Everything was going on normally.
Too normally, perhaps.
Late-night conversations became a routine again,soft voices, familiar laughter, words exchanged when the rest of the world slept. And just like always, after talking to him, I would block him. A habit I pretended was control, but was actually fear. This cycle continued for days. Talking, Blocking,Missing calls,Calling back. Nothing dramatic. Nothing suspicious. Just us, lingering in a space that felt oddly safe.
Until that day arrived,
May 23, 2025.
That night began like any other. Our conversation started casually, effortlessly, as if nothing had ever gone wrong between us. Somewhere in the middle of it, my thoughts drifted back to dreams I once carried.
For months, I had imagined my first kiss like a scene from a drama. I was already twenty, and all around me, friends spoke openly about their experiences,about kisses, closeness, stories shared without shame. I used to listen quietly, storing those moments in my head, picturing my own first kiss as something perfect, cinematic, unforgettable.
I had even told my sister once, while leaving for college, half-laughing but half-serious, that maybe my life would turn out like the dramas I watched. Friend with benefits, One-night stands,Contract relationships,I thought that was what awaited me. But the moment I stepped into reality, I understood something clearly some things are easier to talk about than to live.
Reality showed its harsh face quickly.
A boy from my class once told me he liked me. But his words weren’t gentle. They weren’t respectful. He asked do you want to come to my room, if I would sleep with him. I remember the anger burning inside me that day, my hands shaking but I did nothing,I couldn’t. Because he was Mr.Fish’s friend.
I told Mr. Fish everything.
After that, I stopped answering that boy’s calls completely. One day, after class, while I was talking to Mr. Fish, that boy came up and mocked, asking why is your friend not talking to me anymore. Mr. Fish’s response that day still makes me smile when I think of it. Mr.Fish replied why are you calling her late at night if you want to talk say it now. I felt extremely happy when he said that.In that moment, I made a quiet decision.
This wasn’t a drama.
I couldn’t be like everyone else.
Some things would happen only when they were meant to.
And then,back to that night.
Our conversation drifted, as it always did, until somehow the topic of first kisses came up.
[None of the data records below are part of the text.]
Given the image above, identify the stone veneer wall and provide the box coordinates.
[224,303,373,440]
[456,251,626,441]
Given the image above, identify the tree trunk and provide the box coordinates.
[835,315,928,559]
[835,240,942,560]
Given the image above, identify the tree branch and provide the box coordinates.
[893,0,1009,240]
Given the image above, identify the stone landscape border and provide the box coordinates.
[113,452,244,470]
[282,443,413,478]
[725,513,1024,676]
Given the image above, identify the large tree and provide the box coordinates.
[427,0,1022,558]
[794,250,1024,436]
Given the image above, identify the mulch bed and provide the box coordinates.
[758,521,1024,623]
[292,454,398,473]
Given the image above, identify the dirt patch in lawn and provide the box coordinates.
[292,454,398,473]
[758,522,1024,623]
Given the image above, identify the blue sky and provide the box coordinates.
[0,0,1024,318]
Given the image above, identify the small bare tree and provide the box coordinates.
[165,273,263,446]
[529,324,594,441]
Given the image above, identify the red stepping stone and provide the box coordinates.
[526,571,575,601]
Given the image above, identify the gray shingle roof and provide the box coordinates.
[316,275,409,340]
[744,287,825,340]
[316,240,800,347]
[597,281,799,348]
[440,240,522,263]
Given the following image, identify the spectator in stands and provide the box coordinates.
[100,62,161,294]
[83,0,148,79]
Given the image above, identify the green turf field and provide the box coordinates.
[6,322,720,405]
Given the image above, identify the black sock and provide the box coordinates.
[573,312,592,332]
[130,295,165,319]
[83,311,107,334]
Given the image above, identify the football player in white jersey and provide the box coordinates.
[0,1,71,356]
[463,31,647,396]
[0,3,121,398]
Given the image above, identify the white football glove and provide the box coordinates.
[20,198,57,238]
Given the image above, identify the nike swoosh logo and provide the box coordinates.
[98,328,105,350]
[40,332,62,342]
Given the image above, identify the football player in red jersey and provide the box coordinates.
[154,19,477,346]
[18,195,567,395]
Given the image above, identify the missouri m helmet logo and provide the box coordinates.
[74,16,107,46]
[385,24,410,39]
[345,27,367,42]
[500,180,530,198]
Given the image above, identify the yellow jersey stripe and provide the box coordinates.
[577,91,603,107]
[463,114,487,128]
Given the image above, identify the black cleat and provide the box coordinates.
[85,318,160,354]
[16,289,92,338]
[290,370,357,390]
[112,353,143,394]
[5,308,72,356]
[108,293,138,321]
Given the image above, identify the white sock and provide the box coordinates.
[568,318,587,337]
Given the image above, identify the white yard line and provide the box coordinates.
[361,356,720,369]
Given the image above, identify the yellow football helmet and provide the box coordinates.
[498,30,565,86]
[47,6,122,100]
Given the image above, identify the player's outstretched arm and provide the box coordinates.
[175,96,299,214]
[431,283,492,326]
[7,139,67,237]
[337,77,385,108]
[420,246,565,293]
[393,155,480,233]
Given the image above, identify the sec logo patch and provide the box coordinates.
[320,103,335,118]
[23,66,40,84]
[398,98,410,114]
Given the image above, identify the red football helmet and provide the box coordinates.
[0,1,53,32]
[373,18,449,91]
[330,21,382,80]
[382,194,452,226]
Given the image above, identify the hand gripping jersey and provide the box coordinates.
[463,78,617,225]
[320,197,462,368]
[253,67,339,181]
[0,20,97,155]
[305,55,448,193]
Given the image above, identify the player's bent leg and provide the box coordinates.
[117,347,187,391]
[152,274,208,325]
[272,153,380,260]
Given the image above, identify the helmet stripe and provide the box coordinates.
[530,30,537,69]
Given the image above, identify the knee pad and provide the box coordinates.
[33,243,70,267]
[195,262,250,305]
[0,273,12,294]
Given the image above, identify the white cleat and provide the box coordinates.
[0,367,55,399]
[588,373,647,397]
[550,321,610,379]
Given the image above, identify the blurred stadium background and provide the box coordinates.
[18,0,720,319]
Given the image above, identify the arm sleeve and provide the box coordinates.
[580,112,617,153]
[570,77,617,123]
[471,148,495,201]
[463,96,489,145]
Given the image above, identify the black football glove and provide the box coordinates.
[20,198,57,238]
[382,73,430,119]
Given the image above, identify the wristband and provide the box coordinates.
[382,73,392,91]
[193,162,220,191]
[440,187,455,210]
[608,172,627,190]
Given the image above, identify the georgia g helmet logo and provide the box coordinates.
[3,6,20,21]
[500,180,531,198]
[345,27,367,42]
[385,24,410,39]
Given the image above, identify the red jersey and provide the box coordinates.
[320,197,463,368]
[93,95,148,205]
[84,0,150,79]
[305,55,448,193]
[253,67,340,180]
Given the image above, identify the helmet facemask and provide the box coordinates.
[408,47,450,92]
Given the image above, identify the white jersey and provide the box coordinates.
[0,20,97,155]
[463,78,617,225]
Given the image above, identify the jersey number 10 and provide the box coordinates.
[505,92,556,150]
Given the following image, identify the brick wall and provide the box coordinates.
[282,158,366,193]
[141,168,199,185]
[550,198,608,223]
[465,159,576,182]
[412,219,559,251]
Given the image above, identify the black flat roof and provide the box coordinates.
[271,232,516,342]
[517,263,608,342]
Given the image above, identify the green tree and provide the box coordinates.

Casually, Lightly,Without warning,I said, almost laughing, that I was already twenty-one and still hadn’t had my first kiss.
That’s when it happened.
He didn’t say it impulsively.
He hesitated first,unsure of how to tell me. Again and again, he asked, gently testing the moment, making sure I wouldn’t misunderstand him or think of him the wrong way. Only after that hesitation, only after that care, did he finally say it.
“Instead of doing it with some random person…why not have your first kiss with me? I’ll be your first kiss.”
His voice carried the words straight into my chest.
I froze.
Not a single word came from my mouth. My mind went blank. My heart pounded so loudly I thought he could hear it through the phone. I didn’t know how to react. I didn’t know what to say. I questioned myself,Was this real? Or was I dreaming?
I actually pinched myself.
Never, not even in my wildest imagination, had I thought a day like this would come. A day where I would hear those words spoken by him. From his mouth and in his voice.
That moment didn’t feel romantic.
It felt unreal,
Overwhelming,
Terrifying.
And without realizing it, something inside me shifted forever.
Because once certain words are spoken,
they don’t fade,
They stay,
They echo.
And I didn’t yet know how deeply those words were about to change everything.